7話 大帝様にプレゼント 「後宮、楽しみだわ!」


 ムツィオはアスラに対してローキックを放った。

 身長差があるので、低めを蹴るのが妥当だったからそうしたのだ。

 アスラはその蹴りをヒョイと軽く躱して微妙な表情を浮かべる。


「いや、本気でやってくれなきゃ物差しにならんだろう?」

「このワシを、天聖であるこのワシを物差し呼ばわりかっ!」


 ムツィオは全身に風をまとった。

 もうあまり魔力が残っていないので、速攻で倒さないとまずい。

 踏み込み、下から上に蹴り上げる。

 それは今のムツィオに出せる最速の蹴り。この蹴りを確実に躱せる者を、ムツィオは3人しか知らない。

 天聖最強の男と、大帝、そして聖女の3人。

 そして今、4人になった。

 アスラは躱した。
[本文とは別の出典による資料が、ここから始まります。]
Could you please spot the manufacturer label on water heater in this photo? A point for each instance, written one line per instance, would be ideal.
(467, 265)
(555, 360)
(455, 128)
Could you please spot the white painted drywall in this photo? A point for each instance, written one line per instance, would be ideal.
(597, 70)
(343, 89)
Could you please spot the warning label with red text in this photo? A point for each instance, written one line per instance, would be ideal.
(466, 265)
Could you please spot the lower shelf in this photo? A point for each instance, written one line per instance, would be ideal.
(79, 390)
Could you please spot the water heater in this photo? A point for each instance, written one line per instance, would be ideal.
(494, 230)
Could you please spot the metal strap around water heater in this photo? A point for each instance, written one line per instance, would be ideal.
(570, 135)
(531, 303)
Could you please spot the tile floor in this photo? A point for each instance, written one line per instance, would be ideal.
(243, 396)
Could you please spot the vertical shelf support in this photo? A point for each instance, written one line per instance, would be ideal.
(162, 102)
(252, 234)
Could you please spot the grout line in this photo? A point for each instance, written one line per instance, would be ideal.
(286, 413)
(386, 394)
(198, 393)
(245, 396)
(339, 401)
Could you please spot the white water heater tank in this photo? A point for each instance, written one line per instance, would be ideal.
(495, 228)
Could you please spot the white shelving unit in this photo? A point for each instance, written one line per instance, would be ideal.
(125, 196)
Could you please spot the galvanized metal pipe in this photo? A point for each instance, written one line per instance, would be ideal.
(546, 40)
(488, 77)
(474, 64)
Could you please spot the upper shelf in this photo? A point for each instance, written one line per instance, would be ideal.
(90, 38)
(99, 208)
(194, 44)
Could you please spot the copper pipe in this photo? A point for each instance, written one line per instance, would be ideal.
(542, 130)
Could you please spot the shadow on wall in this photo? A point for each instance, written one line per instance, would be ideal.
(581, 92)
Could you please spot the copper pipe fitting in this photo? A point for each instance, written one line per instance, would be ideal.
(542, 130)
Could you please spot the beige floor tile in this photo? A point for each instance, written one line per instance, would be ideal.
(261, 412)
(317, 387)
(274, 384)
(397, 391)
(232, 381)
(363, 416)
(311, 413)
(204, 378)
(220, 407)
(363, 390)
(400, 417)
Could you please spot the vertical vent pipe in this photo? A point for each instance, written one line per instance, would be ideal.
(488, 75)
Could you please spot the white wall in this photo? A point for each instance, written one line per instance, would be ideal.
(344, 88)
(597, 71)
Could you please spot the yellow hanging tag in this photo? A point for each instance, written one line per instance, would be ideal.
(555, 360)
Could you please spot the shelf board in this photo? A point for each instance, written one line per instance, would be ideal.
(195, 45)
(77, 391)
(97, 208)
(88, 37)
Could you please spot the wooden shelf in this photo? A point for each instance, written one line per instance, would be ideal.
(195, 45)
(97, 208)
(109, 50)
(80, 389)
ムツィオの蹴りを容易く、少なくともムツィオには容易く躱したように見えた。


 何度蹴っても躱されるに違いない、そんな絶望感がムツィオの心を支配した。

 アスラは躱したあとで飛び上がり、ムツィオの顔を蹴った。

 ムツィオは自分の蹴りを躱されて少し崩れていたのもあり、アスラの蹴りでフラついた。

 ダメージはあるが、それほど大きくはない。

 体勢を立て直そうと思った時には、次の衝撃があった。

 連続的な攻撃。

 そこからは一方的だった。

 アスラがずっと攻撃して、ムツィオは何もできなかった。

 何もだ。

 回避も防御もできず、何度も何度も攻撃を受けた。


 アスラが速いのもあるが、速いだけなら斬撃の方が速かった。ムツィオが何もできないのは、崩れた姿勢を立て直せないままだったから。

 それと、アスラの連続した攻撃が、まるで大きな1つの流れのように繋がっていたから。あまりの流麗さに目を奪われてしまうほどに。それほど無駄なく連鎖していたのだ。
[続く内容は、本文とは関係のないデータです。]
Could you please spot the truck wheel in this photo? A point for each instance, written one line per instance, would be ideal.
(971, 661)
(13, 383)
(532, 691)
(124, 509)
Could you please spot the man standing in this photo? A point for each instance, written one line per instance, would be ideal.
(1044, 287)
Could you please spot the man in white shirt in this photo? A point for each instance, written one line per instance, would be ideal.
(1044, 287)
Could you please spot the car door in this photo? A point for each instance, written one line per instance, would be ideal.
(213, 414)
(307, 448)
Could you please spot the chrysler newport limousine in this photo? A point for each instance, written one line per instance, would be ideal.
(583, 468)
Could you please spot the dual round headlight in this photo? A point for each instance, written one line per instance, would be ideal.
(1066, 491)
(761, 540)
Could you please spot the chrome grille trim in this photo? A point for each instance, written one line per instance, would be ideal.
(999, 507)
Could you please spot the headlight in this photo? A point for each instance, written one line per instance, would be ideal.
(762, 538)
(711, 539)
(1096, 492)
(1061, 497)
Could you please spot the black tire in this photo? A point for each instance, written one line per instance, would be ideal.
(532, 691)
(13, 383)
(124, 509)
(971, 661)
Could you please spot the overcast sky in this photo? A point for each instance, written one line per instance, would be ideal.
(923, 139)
 アスラの一発の威力は、女の子にしては大きい。どこにそんなパワーがあるのか、と心からムツィオは驚愕。

 しかし、耐えられる。耐えられるのだが、さすがにずっとは無理だ。

 ダメージが蓄積していく。

 このままではいずれ意識を失う。そう思った時、アスラが攻撃を止めた。


「うーん。君、めっちゃ頑丈だね。今の私のパワーでは倒せないか」

「……時間をかければ、貴様の勝ちだった。ワシは貴様の攻撃で崩れたままだった」

「スピードとテクニックには自信があるんだよね。でもやっぱりパワー不足が響くね。まぁ、体術だけで戦うことってあまりないけど」

「貴様なら天聖の1人になれるだろう。どうだ? 大帝国に来ないか?」


 ムツィオはアスラの才能を高く評価した。もし仲間にできたなら、実に素晴らしいことだ。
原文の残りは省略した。